We are struggling with how to correctly weight the database SLI information into the existing Error Budgets. The operation count for the database component is an order of magnitude larger than the existing components and as a result, the database component drowns out the others.

One option is to hard-code weights for each component. If we did this, we will be negotiating the weights all the time to try tweak the outcome to be what we want. Also, with different stage groups having different demands on services, the weighting would need to be on a per stage group basis.

The final piece of context is that stage groups currently use the target availablility (99.95%) as the call to action. If they are below the target, they are required to act. In practise however, the data from Error Budgets is not always used for prioritization. One of the theories about this behaviour is that because the Error Budget is made up of so many components and because there is often no single obvious outlier, that it becomes hard to priorize many different pieces of work across many different components.

Proposal

Move away from using the lanuage of "Availability Target" and simplify the output to "Red" or "Green". Either the target is achieved or it is not, and the value no longer matters.
For each stage group, list the components that they use and if they are Red or Green for each component.
If they are Red for any component, then the overall indicator is Red. If all components are Green, then the overall indicator is green.
A box goes red if the stage group's apdex for that service is lower than the SLO target for that service.

We could then use this system as a single pane of glass for viewing operational requests for the stage groups. For example, we could have a component that is "Infradev issues past due" as shown below.

This becomes a clear indicator for stage groups that action is needed.

Services

The opposite side of this proposal is that we could provide a similar view for service owners, where Red stage groups are listed. Having this information means that service owners know who to connect with to find out more or to offer assistance to resolve availability/reliability/performance concerns.

Other

Terminology

In the description here I have talked about the Error Budget being made up of components. But we also talk of services being made up of components.

The terminology of components making up services is widely used at GitLab so we'll need to find another word to mean "things that make up an Error Budget".

How do other companies solve this problem?

We aren't the only company who uses Error Budgets. However after reading through quite a few articles, all of the examples were looking at error budgets from a service perspective.
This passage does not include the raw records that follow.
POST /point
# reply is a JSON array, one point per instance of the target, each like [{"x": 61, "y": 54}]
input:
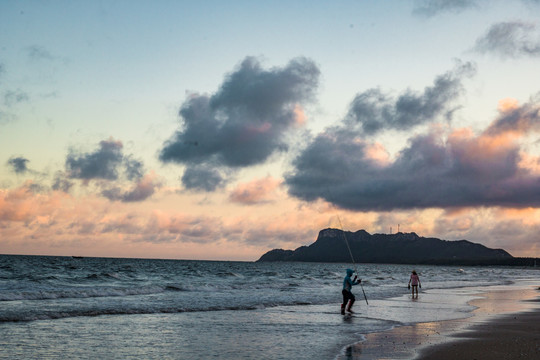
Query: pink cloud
[{"x": 257, "y": 191}]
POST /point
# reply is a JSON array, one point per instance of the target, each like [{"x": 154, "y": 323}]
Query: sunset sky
[{"x": 220, "y": 130}]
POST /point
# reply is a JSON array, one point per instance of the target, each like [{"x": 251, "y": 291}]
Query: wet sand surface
[{"x": 506, "y": 325}]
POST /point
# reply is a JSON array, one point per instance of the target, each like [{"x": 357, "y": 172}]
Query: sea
[{"x": 106, "y": 308}]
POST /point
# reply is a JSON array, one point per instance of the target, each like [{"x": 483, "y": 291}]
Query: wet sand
[
  {"x": 506, "y": 325},
  {"x": 515, "y": 336}
]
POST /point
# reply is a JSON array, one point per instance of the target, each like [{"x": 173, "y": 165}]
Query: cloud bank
[
  {"x": 440, "y": 169},
  {"x": 242, "y": 124},
  {"x": 121, "y": 177},
  {"x": 372, "y": 111}
]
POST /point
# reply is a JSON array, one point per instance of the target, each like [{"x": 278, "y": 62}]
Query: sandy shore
[
  {"x": 506, "y": 325},
  {"x": 515, "y": 336}
]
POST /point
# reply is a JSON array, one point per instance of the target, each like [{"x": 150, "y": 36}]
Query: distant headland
[{"x": 399, "y": 248}]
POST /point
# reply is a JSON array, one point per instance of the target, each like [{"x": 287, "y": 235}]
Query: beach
[
  {"x": 505, "y": 325},
  {"x": 87, "y": 308}
]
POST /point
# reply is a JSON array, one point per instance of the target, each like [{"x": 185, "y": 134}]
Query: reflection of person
[
  {"x": 348, "y": 297},
  {"x": 414, "y": 281}
]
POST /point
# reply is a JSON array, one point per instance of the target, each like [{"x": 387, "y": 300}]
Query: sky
[{"x": 218, "y": 130}]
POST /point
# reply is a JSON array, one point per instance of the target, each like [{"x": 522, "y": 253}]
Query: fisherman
[
  {"x": 348, "y": 296},
  {"x": 415, "y": 282}
]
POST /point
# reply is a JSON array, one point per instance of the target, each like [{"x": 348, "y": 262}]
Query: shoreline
[{"x": 504, "y": 325}]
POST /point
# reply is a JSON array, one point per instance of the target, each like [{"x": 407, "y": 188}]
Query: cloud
[
  {"x": 373, "y": 111},
  {"x": 12, "y": 97},
  {"x": 517, "y": 120},
  {"x": 141, "y": 190},
  {"x": 258, "y": 191},
  {"x": 435, "y": 7},
  {"x": 18, "y": 164},
  {"x": 100, "y": 164},
  {"x": 510, "y": 40},
  {"x": 203, "y": 177},
  {"x": 120, "y": 177},
  {"x": 435, "y": 170},
  {"x": 243, "y": 123}
]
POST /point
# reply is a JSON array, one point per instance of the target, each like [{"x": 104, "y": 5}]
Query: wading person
[
  {"x": 414, "y": 281},
  {"x": 348, "y": 297}
]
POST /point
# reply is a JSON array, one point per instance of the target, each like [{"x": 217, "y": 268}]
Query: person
[
  {"x": 348, "y": 297},
  {"x": 414, "y": 281}
]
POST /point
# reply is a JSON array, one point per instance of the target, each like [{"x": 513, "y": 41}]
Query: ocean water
[{"x": 63, "y": 307}]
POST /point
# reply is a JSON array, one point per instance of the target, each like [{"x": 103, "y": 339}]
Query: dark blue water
[{"x": 115, "y": 308}]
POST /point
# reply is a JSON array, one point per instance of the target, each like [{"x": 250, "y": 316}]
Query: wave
[
  {"x": 54, "y": 315},
  {"x": 80, "y": 293}
]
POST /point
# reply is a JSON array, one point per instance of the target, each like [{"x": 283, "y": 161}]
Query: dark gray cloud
[
  {"x": 112, "y": 168},
  {"x": 243, "y": 123},
  {"x": 519, "y": 119},
  {"x": 18, "y": 164},
  {"x": 432, "y": 171},
  {"x": 203, "y": 178},
  {"x": 141, "y": 191},
  {"x": 435, "y": 7},
  {"x": 100, "y": 164},
  {"x": 510, "y": 40},
  {"x": 373, "y": 111}
]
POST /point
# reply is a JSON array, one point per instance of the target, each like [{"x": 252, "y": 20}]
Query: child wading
[
  {"x": 415, "y": 282},
  {"x": 348, "y": 296}
]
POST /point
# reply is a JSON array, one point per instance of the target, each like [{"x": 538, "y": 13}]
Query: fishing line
[
  {"x": 352, "y": 257},
  {"x": 349, "y": 248}
]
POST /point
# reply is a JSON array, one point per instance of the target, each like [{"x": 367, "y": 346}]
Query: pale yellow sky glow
[{"x": 220, "y": 136}]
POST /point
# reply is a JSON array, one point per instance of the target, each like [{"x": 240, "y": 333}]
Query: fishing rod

They roll up SLOs to the service level, and then communicate the health of the service. Users (developers) are shown the set of services that they rely on.

Error Budgets also seem to be focused on wholly-owned components. That is, services or API end points who have a single owner. I can't find examples of companies who split ownership.

I can say, from all the reading, once we our next round of Error Budget work that we should blog about it. Most of these articles are so shallow and don't show practical examples beyond how to calculate a basic budget.

Where would this view go?

We could put it in the Data Index: https://gitlab-com.gitlab.io/gl-infra/platform/stage-groups-index/

What happens to the Error Budget Report?

We should continue to issue a report monthly to show people where to focus. Instead of listing all teams, we should only list those with high traffic share who are red. We can also include a new section to show teams who have been red for three months or more. The report cadence remains the same, but the information overhead is lower.

How do we make sure that Stage Groups are prioritizing improvements?

At the moment we don't correctly look for trends where teams are repeatedly over budget. If teams are repeatedly over budget, we should look to introduce an FCL for that team.

This change could be made with the existing system.

Edited Jun 28, 2023 by Rachel Nienaber